A question for the committee of MPs sitting in Auckland this week to hear public submissions on the governance plan: When is a Super City not a Super City? Answer: when it cannot control all of its primary functions.
When the Government drew up its design for a supreme Auckland Council, two elements of any city were considered too important to be entrusted entirely to Auckland's local government. Transport and waterfront development will be run by appointed agencies answerable to the Government as well as to the council.
A free-standing regional transport authority will have control not only of arterial roads and public transport, as the royal commission proposed, but of all the streets.
A waterfront development agency will take over the planning and promotion of projects for enhancing the waterfront and its connections to the central city.
It is hard to think of a more pressing public concern than those. Transport congestion is always nominated as the single greatest problem facing Auckland and is the most glaring illustration of the need for more co-ordinated governance. The waterfront is the great unrealised visual asset of the city centre.
But the Government clearly does not have sufficient faith in a single Auckland council to let it deal with them. To a degree the Government cannot be blamed. Auckland's local bodies are quick to call for taxpayers' assistance for city projects, and the Super City's proponents insist it will need the Government "at the table".
Furthermore, Auckland's leaders do not have a glorious record of sound investment in economic infrastructure. The previous Government had to rescue the regional council from paying a grossly excessive price for rail access. The same council's needless buyout of Ports of Auckland has been a setback for the country's need of port mergers.
Yet, however unpromising its antecedents, the Super City council should be given a chance. If it is worth the cost and upheaval, the new creation has to be more competent than the sum of its present parts. If the Auckland Council is to be effective it needs to control all elements of urban development. Roading and public transport are essentials.
Under the Government's plan the council will be able to influence the decisions of the regional transport authority's only through the "spatial plan", which broadly aims to shape the city's growth, the location of residential, commercial and industrial activities and infrastructure such as water, sewerage and roads.

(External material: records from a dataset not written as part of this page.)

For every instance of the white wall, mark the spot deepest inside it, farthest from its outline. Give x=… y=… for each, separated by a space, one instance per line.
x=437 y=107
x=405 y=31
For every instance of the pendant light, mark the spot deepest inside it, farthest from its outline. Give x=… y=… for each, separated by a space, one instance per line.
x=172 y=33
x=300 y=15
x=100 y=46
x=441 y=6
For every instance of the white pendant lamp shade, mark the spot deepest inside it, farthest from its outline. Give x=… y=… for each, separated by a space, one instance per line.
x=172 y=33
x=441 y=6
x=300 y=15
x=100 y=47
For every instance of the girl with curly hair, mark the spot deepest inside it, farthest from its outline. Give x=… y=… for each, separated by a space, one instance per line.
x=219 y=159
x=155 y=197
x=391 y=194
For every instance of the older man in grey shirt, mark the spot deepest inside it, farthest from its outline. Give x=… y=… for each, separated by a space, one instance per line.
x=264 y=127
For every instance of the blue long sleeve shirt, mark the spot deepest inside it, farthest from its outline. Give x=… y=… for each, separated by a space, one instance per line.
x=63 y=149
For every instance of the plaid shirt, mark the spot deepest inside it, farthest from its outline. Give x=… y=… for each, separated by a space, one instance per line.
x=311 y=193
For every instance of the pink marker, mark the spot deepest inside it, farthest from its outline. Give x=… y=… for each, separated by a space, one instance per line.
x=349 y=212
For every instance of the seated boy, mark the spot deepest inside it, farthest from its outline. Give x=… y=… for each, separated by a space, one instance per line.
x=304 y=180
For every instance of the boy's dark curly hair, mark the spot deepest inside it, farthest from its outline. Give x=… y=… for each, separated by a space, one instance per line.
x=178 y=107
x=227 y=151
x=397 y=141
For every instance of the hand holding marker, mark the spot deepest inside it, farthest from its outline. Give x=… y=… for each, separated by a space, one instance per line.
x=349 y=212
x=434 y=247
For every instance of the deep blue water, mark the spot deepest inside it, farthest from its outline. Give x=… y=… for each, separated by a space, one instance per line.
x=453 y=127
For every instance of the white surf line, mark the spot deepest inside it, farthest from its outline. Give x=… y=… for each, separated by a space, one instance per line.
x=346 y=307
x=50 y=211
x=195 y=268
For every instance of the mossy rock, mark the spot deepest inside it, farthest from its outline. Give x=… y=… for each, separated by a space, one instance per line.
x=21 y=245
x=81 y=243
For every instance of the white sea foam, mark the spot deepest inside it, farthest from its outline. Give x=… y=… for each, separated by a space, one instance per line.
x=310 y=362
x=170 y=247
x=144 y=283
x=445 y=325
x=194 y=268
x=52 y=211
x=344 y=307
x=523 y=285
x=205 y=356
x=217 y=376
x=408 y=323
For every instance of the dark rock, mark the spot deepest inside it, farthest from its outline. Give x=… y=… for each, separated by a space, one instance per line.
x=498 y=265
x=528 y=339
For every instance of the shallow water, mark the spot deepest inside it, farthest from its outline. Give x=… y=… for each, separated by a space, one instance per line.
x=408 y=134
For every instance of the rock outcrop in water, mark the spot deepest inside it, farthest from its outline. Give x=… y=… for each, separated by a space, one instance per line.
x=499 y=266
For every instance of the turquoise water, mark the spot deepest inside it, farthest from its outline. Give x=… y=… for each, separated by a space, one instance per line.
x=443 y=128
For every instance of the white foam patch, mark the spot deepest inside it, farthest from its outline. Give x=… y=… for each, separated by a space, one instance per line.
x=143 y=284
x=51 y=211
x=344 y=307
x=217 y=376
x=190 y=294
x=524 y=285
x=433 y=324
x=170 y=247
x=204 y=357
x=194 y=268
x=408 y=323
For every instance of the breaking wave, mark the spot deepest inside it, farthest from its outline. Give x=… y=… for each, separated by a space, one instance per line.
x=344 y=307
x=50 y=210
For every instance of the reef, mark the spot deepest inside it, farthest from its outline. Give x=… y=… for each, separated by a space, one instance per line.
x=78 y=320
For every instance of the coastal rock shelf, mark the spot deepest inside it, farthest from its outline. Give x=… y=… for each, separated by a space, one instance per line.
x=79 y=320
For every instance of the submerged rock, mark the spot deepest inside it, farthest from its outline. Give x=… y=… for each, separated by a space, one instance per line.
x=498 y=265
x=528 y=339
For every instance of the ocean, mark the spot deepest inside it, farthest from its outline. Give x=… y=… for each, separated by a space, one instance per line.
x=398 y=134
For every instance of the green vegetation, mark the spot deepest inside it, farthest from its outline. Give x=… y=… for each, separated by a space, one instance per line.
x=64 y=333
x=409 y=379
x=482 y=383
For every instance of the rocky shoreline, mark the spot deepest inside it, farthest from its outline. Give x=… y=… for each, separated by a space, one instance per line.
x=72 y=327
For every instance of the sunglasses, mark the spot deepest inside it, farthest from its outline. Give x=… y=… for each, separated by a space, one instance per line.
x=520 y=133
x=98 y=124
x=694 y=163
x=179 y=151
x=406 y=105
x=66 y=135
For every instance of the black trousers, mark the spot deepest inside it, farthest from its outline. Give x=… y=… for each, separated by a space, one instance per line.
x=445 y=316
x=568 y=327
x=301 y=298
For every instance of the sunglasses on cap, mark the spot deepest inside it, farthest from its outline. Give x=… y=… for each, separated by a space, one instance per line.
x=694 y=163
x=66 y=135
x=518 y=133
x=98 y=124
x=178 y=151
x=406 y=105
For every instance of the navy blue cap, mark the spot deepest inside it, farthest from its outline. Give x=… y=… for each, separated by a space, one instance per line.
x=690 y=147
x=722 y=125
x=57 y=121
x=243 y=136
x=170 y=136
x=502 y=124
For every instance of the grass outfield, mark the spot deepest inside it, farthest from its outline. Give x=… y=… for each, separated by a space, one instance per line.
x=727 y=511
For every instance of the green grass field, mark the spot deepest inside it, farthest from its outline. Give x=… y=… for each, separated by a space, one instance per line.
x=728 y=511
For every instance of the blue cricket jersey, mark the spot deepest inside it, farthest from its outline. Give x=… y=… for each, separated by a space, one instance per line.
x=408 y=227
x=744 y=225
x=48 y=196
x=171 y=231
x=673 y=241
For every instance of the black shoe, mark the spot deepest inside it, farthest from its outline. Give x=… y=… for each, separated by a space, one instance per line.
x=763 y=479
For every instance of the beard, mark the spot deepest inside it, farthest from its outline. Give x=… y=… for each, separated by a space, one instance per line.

But present regional growth and transport plans are complementary; so much so that the growth plan is designed to support the public transport plan rather than vice-versa. The priority needs to be reversed and it could be, without removing transport from the purview of local politicians. A single council elected across the city should be less susceptible than the regional council to public transport purism.
It is only five years since the Labour Government put Auckland's transport under the control of a regional transport authority answerable to the regional council, replacing the standalone agency Infrastructure Auckland, that had inherited a fund built by the preceding National Government's Auckland Regional Services Trust.
With so much administrative restructuring it is no wonder progress is slow. The latest plan threatens to continue the institutional confusion. If we are going to put our faith in a single council, we should give it all the responsibilities it needs. Transport is crucial.